Człowiek, który mieszka nieopodal mojego domu rodzinnego ma wiatrówkę i 2 małe suki. Suki mają ciągle cieczki, za każdym razem są zaciążane. Teren sąsiada jest nieogrodzony. Wiadomo, że w takim wypadku z okolicy schodzi się wiele psów i przesiadują pod jego domem, gdy suki mają ruję. W tym pies mojej babci (która niestety nie zgadza się na jego kastrację), ucieka gdy tylko suczka sąsiada ma cieczkę. Człowiek ten wpadł na pomysł, że najlepszym sposobem na rozpędzenie sfory psów jest strzelanie do nich. Zawsze sądziłam, że jest on miłym, normalnym gościem i nie posądzałam, że to on strzela do psa. Niedawno okazało się, że jest inaczej.

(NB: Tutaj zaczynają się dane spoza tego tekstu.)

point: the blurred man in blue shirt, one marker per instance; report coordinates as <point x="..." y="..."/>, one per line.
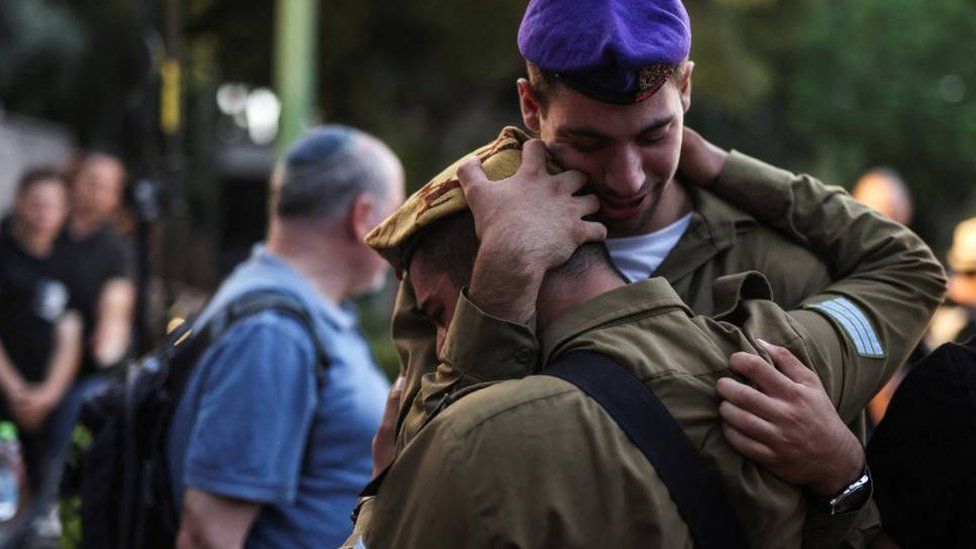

3 dni temu znalazłyśmy z babcią jej psa w rowie przy drodze. Miał drobny krwawy ślad na boku ciała. Z początku sądziłyśmy, że to ślad po kle, po ugryzieniu. Pies nie wstawał sam, nie chodził, wykazywał silną bolesność jamy brzusznej, miał blade błony śluzowe, przyspieszony oddech o charakterze brzusznym. Zabrałam go do kliniki. Zdjęcie RTG wykazało 3 naboje w jego ciele. Jeden na szyi, drugi w okolicy kręgosłupa (śladów na ciele po wlocie tych kul nie było, przypuszczamy, że ten śrut pochodzi z wcześniejszego okresu) i trzeci w jamie brzusznej. Pies ma silny obrzęk płuc, jest w ciężkim stanie, nie wiadomo, co z nim dalej będzie.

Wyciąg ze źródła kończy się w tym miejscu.